What we often find is that results like these hardly ever translate to future real-world performance metrics.
So, if you had experienced something like the example above, you would most likely conclude that the testing software did not work.
A report that measures the performance Combination 41 over time is necessary to explain what actually happened: by the time the combination was implemented, it no longer was providing a positive lift. Something in the marketplace changed which resulted in the baseline jumping and significantly outperforming the “winner”.
By focusing solely on the cumulative test result and statistical confidence level, you will lose sight of the time-varying nature of your web visitor’s behavior and most likely make a wrong move.
We often compare use of online test results to driving a car while looking in the rear view mirror.
Well-entrenched testing vendors will rebuke the explanation above by saying, “So what if the combination performance varies and goes up and down? It should still produce the overall lift over period of time.”
By applying a winning version of the page to your eCommerce site, you’re taking a gamble that the number of times the new page performs better than the existing page is greater than the amount of times the new page performs more poorly than the control. The chart below should illustrate this point.
We have an abundance of data collected over a period of years across hundreds of different e-Commerce sites indicating that evergreen (i.e., “best practice” or “winning page combinations”) are very rare.
How did we get to this point?
I’ll admit that when we invented our real time website optimization method (which we patented last year), we were focused on getting multivariate tests done as quickly as possible while reducing the risks associated with online testing.

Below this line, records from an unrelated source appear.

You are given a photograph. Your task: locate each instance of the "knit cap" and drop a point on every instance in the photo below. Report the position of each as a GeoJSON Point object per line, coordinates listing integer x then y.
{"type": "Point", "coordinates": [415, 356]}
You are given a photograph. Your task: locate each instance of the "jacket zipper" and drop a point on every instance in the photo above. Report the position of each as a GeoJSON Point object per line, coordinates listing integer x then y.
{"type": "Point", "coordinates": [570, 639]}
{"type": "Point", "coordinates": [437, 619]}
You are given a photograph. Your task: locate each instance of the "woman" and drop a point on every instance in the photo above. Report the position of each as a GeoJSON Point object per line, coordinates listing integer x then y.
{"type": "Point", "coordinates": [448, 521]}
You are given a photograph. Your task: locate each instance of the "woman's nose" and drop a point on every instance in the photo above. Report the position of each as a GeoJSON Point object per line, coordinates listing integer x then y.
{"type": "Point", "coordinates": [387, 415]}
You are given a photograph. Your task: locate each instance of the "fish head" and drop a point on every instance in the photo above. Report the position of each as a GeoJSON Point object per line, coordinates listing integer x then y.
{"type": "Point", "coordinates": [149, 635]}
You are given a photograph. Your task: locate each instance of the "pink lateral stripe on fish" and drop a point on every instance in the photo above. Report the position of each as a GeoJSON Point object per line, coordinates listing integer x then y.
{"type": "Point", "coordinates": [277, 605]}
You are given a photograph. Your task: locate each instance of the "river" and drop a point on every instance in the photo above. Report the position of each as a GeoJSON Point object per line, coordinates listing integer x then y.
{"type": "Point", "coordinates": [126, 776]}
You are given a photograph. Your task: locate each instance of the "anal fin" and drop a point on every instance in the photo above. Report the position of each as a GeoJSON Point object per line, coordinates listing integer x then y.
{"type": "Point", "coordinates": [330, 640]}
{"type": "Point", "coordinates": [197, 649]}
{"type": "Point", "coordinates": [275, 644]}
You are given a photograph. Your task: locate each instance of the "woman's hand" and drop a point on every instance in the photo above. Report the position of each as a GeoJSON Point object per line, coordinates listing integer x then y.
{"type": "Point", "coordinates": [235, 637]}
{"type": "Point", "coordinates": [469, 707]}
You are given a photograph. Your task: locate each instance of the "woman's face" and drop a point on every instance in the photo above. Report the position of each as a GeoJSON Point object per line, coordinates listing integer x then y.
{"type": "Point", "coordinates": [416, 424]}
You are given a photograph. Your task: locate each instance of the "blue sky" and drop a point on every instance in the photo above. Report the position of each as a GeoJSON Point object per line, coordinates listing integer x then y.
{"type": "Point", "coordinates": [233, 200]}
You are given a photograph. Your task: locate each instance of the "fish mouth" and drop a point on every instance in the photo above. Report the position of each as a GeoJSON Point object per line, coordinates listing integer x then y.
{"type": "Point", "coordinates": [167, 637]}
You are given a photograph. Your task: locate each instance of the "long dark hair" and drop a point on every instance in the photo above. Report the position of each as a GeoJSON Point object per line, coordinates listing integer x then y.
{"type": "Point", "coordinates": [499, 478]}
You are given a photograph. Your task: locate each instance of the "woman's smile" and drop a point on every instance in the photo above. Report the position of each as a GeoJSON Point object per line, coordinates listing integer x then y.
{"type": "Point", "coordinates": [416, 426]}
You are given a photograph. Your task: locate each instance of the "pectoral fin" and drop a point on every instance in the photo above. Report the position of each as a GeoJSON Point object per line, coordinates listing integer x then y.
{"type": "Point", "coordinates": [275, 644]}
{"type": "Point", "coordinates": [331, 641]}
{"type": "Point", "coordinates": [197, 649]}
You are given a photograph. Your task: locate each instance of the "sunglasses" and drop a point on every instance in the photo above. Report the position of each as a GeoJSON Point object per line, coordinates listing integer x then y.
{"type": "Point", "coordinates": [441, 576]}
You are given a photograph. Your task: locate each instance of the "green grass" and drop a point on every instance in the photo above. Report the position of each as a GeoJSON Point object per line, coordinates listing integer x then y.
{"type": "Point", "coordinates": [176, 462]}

Once we launched our optimization software, we were very pleased with our ability to consistently deliver revenue lift during the test. It removed the risk of testing, and gave our customers the freedom to experiment with their e-Commerce site without the fear of losing money during the test.
After observing some top-performing page combinations, clients would get overzealous and rush to implement these “winning” combinations. From time to time, we would field complaints that these winners did not perform as anticipated once they were fully implemented. These clients assumed that our solution wasn’t working.
Originally, we suspected that there was something wrong with the algorithm. What we discovered was the time varying behavior of web visitors. As shown above, it was everything but a stable mean value, and the scale was shocking.
We concluded that there wasn’t anything wrong with our solution: the adaptive algorithm was able to consistently produce positive results during tests because it was continually adaptive to visitor behavior. Poor performance only occurred when clients stopped the campaign by implementing a winner, thereby forcing a static experience on constantly changing web visitor behavior.
It’s not about testing; It’s about optimization
We began to realize that we were viewing our own solution in the wrong way. What we developed was not the market’s fastest testing solution – rather, we invented the first real time optimization solution that continuously learns and adapts to changes in visitor behavior.
This realization elevated HiConversion to an entirely new level of customer value, and has led us in the direction of building the next generation of optimization technology by leveraging the time varying nature of e-Commerce site performance.